Ich mache aber nicht deswegen immer wieder auf die Risken, Gefahren und möglichen problematischen Entwicklungen am Balkan aufmerksam, weil ich die Fortschritte leugnen möchte, sondern ganz im Gegenteil: Ich will die Notwendigkeit unterstreichen, in unseren Bemühungen fortzufahren, nicht nachzulassen und das Glas, das man je nach Sichtweise als halb voll oder halb leer bezeichnen kann, auch wirklich voll zu machen, es zu füllen mit wirtschaftlichem, politischem Inhalt. Mit einem Wort: Ich fordere eine wirklich umfassende Balkanstrategie, die auch bis ins Detail entwickelt werden muss.

Untermauerung der Vorhaben

Beim Gipfel der Staats- und regierungschefs in Zagreb sind, soweit ich es in den Nachrichten verfolgen konnte, sehr positive Signale gesetzt worden. Aber positive Signale auf der einen Seite bedürfen auch immer sehr konkreter Untermauerung auf der anderen Seite. So hat mich zum Beispiel in Stockholm während meines abendlichen Spaziergangs Wolfgang Petritsch angerufen und mich mit einem Hilferuf gebeten, mich dafür einzusetzen, dass das Europäische Parlament seine Arbeit mit ausreichenden finanziellen Mitteln unterstützt. Nicht zuletzt auch deshalb, um zu verdeutlichen, dass jetzt Europa die wesentlichen Schritte setzt und den Amerikanern nicht mehr die Gelegenheit gegeben wird, großmütig Geld vorzuschießen, das nur deshalb verwendet wird, weil aus internen Streitigkeiten und Diskussionspunkten die ausreichenden finanziellen Mittel nicht gesichert werden konnten.
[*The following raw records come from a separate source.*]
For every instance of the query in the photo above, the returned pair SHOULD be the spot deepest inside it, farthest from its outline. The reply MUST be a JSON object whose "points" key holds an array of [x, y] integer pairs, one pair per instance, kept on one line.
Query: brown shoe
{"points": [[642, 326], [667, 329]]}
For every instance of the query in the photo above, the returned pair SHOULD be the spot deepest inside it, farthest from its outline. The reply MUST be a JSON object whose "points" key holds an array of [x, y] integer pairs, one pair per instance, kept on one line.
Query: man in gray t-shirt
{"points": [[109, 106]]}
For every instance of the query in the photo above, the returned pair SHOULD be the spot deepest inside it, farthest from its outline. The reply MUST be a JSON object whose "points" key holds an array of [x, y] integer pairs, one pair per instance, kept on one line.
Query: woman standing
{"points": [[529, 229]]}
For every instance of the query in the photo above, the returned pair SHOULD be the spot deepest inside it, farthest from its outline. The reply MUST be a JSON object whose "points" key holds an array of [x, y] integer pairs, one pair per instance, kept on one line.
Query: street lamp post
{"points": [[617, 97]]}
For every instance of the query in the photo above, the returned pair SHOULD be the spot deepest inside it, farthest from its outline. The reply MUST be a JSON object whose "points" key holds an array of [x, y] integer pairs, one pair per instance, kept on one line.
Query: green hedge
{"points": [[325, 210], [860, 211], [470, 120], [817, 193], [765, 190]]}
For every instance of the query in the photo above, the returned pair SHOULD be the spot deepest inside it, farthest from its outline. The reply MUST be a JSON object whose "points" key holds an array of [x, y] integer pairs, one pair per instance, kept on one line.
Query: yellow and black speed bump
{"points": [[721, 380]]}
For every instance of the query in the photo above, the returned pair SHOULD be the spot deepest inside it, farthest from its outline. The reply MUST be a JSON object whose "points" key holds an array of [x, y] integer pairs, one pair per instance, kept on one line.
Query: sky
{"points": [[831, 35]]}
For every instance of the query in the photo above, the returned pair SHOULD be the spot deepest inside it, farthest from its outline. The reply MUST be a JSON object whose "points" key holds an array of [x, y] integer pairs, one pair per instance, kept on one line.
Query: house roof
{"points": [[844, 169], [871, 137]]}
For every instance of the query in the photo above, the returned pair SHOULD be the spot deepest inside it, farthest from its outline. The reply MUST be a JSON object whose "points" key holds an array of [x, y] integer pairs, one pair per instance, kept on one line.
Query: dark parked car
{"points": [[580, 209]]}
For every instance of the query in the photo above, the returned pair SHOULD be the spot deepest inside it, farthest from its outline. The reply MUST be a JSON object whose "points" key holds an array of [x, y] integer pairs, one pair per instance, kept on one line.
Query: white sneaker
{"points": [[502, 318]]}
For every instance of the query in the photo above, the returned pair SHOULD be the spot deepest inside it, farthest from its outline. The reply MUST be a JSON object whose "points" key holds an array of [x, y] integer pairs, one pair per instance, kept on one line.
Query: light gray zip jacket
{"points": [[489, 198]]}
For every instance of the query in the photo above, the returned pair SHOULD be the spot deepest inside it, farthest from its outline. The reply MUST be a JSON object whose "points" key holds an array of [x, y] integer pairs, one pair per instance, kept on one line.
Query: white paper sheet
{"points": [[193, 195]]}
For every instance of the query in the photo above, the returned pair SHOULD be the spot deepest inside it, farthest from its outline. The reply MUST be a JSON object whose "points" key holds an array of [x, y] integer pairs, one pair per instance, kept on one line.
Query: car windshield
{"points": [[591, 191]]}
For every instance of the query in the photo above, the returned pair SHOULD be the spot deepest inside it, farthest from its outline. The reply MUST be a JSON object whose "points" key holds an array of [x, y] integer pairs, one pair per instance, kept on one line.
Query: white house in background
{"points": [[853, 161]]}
Ja, darum geht es also: Es geht um die BürgerInnen. Und es waren bei dieser Tagung sehr viele BürgerInnen aus der Region Bari anwesend. Das gilt natürlich nicht nur für diese Region, die von den Flüchtlingsbewegungen aus der Balkanregion besonders betroffen ist. Wir müssen allen BürgerInnen, auch bei uns in Österreich, klar machen, dass wir mit aller Kraft versuchen werden, den Krisenherd Balkan nicht nur so ruhig zu halten wie derzeit, sondern auch wirklich in eine, ich will nicht das Wort von Helmut Kohl zu Ostdeutschland verwenden, nämlich blühende Region, zu verwandeln, aber doch in eine wirtschaftlich selbstständige Region, die auf ethnische Streitigkeiten und Hass verzichten kann und wird.

Networking

Uns allen, die wir an dieser Podiumsdiskussion teilnahmen, war natürlich diese Zielsetzung gemeinsam. Es mag zugegebenermassen ein bisschen grotesk sein, für eine kurze Diskussion von Wien über Rom nach Bari und von Bari über Mailand zurück nach Wien zu fliegen. Aber die Gespräche, die wir natürlich auch am Rande der Tagung bei einem dieser guten, aber leider viel zu reichhaltigen italienischen Essen führten, waren ganz zweifellos ein Beitrag dazu, das Netzwerk zwischen Europa im Sinne der Europäischen Union und den Vertretern der Balkanregion zu stärken.
Und es bedarf vieler solcher Netzwerke, um Zug um Zug, Schritt für Schritt die Region des Balkans an die Werte, Inhalte und Zielsetzungen der Europäischen Union heranzuführen.